Ambos se enfrascaron en una lucha cuerpo a cuerpo en donde era evidente que las fuerzas estaban demasiado equilibradas, por más que uno quisiera dominar al otro, no les fue posible. El rubio también había tomado de la camisa a Harry y ambos tropezaron primero con el lavabo, la cómoda de blancos y terminaron en la regadera. Después de algunos minutos de forcejeo infructuoso, el moreno se detuvo dándose cuenta de lo absurdo de la situación. Al final permanecieron quietos y agitados por el esfuerzo pero ninguno soltó al otro, lentamente el enojo se fue disipado de sus rostros.
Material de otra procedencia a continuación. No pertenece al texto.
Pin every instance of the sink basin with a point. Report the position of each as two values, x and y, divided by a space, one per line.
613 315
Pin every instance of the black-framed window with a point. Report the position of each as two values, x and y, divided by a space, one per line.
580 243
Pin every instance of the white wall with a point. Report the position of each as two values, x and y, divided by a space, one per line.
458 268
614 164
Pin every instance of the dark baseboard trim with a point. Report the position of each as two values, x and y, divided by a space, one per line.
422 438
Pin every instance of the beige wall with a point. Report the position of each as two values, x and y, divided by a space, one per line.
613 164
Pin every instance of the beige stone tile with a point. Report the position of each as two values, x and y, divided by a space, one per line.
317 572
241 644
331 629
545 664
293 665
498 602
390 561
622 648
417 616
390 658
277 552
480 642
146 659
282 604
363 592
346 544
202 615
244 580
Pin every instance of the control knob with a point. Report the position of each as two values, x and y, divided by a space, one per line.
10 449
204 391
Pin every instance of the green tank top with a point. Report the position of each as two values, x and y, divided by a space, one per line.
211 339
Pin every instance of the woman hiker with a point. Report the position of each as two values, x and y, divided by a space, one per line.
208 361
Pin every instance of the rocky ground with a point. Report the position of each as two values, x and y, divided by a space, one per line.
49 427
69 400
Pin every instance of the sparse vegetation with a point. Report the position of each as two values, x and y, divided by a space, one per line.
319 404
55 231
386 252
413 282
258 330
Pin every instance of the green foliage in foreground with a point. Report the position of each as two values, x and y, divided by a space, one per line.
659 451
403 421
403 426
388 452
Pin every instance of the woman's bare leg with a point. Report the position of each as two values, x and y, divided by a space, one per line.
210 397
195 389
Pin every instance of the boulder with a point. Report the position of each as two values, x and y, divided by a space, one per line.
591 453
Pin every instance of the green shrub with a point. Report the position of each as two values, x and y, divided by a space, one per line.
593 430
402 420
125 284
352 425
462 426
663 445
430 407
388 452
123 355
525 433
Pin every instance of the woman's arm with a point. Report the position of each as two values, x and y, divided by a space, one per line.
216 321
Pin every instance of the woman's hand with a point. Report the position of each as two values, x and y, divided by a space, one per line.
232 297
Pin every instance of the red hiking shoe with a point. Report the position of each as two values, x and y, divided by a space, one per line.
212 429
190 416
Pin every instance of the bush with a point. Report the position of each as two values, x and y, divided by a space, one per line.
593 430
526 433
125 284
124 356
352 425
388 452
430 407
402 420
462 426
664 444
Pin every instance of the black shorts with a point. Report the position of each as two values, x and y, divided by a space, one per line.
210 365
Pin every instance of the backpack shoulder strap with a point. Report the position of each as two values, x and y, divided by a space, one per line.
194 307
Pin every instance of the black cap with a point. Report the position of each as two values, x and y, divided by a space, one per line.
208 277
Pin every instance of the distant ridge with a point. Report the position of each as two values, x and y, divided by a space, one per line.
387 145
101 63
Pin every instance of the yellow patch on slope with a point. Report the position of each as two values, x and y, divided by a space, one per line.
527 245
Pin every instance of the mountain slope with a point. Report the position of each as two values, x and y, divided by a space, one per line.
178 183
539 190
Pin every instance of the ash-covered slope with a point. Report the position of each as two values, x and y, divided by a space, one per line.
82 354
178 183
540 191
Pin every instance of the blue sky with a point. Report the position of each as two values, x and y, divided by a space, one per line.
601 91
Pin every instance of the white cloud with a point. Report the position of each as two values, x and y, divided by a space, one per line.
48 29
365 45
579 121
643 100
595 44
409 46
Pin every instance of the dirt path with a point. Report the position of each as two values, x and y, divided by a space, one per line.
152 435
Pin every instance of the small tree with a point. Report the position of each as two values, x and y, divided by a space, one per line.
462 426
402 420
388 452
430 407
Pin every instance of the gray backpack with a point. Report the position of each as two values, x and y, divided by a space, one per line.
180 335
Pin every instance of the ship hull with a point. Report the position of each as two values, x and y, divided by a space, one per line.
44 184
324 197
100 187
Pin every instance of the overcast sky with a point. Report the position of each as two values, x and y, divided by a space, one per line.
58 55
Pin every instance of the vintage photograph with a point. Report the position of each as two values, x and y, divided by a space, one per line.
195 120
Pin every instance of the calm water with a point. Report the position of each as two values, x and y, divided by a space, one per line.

Harry dijo con infinita tristeza, casi en un murmullo –No tenía derecho a sobrevivir, porque yo?

Draco podía entender perfectamente lo que Harry sentía, era la nobleza y el gran corazón en el la que hablaba – Acaso importa?- le contestó- Lo cierto es que estas vivo, la pregunta es ¿Qué vas a hacer ahora?

El rostro de Harry se encontraba muy cerca del suyo, sus ojos grandes como esmeraldas brillantes le miraban atentos y podía sentir la respiración acelerada debajo de su camisa. Draco fijo su atención en los labios del moreno, le hubiera gustado sumergirse en ellos sintiendo su calor palpitante y conocer todos sus secretos, se dijo que ese no era el momento para estar pensando en esas cosas, pero no lo podía evitar, siempre tenía ese tipo reacciones cuando estaba cerca de Potter. Se inclinó ligeramente sin poder controlarse, pero antes que pudiera hacer nada las manos de Harry le soltaron alejándose, Draco salió de su embobamiento y dio la media vuelta para salir del baño diciendo –Hazte un favor y deja de mirar con la nuca el futuro.

El moreno se quedó ahí cabizbajo un largo rato y durante gran parte del día se desapareció en su cuarto, pero por la tarde cuando Draco se encontraba revisando su mini huerto le vio salir por la terraza y alejarse por la playa. Cómo siempre sintió una punzada de preocupación, pero era necesario dejarle solo tenía muchas cosas que meditar.

Las horas pasaron y comenzó a sentirse realmente paranóico, a riesgo de parecer una maldita "nana" y hacer nuevamente el ridículo se decidió ir a buscarle, afortunadamente antes de salir distinguió su figura a lo lejos. Suspiro aliviado mientras se tiraba en el sillón con un libro en manos para fingir que había estado leyendo despreocupadamente.

Potter llegó hasta la puerta, su rostro estaba pulcramente rasurado y su cabello negro alborotado por el viento lucía brillante, tenía un cierto aire de ángel caído que era casi irresistible. Se quedó ahí recargado en el marco con su atención fija en el exterior. Después de un momento rompió el silencio preguntando casualmente;

-Que es eso?

El rubio se incorporó levemente asomando la cabeza por el ventanal y por supuesto no pudo ver absolutamente nada fuera de lo común

-Que es qué?- preguntó Draco

-Eso- respondió Harry señalando con el dedo hacia el pie de las escaleras que bajaban a la playa.

Siguiendo la dirección que señalaba, Malfoy pudo ver finalmente a que se refería, ahí venía el gran pelícano saltando los escalones mientras se acercaba bamboleando su cuerpo y agitando sus alas.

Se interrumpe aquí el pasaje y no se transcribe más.